I had been determined to grumble that morning. I had assumed the worst. God didn't rouse himself that day to notice our chattering teeth and goose bumps. He didn't care! All around town heaters, glorious heaters clicked on and off to keep our friends and neighbors comfortable. Fireplaces blazed beautiful shades of orange and red. All the while we huddled and rubbed our hands together. Little did I know God had a fire blazing right outside my front door, it had been stoked and tended to before my toes had even left the warmth of the covers that morning. I was so busy comforting myself with excuses that justified my icy attitude that I had not looked for God's provision. I had asked for a bit of warmth and then concluded he had not heard and my answer would not come. Have you ever held out a cup of milk to a child who was so busy stomping their feet for a drink that they had not taken the time to look up into your outstretched hand? I was that child. My father had sent in a sunlight to warm my entire day but my own misery kept me indoors and fridgid.

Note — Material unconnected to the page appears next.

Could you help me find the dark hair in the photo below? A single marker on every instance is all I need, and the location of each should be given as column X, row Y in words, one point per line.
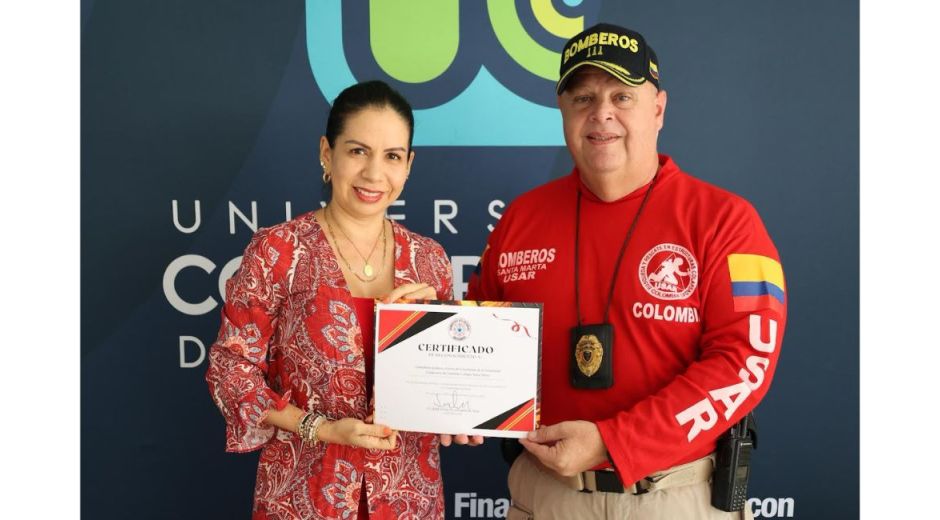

If you have asked God to intervene in your life, take a moment to look up into his outstretched hand. See what he holds out for you. It may be a simple matter of reaching out and taking hold of his provision. Your "drink" may not be in the cup you were expecting. The warmth you desire may not come in the form of a fire place - but he is always listening.
I have always loved my husband's attitude about long hard hours he has had to work. When I tell him, "I don't understand, I have asked God to provide for our needs!" He tells me simply, "He has, in the form of a job where I can go work more hours." Is God trying to provide for you today but you can't see past your misery? Instead of staying indoors and trying to warm yourself with complaints, open up the doors and let His sunshine in.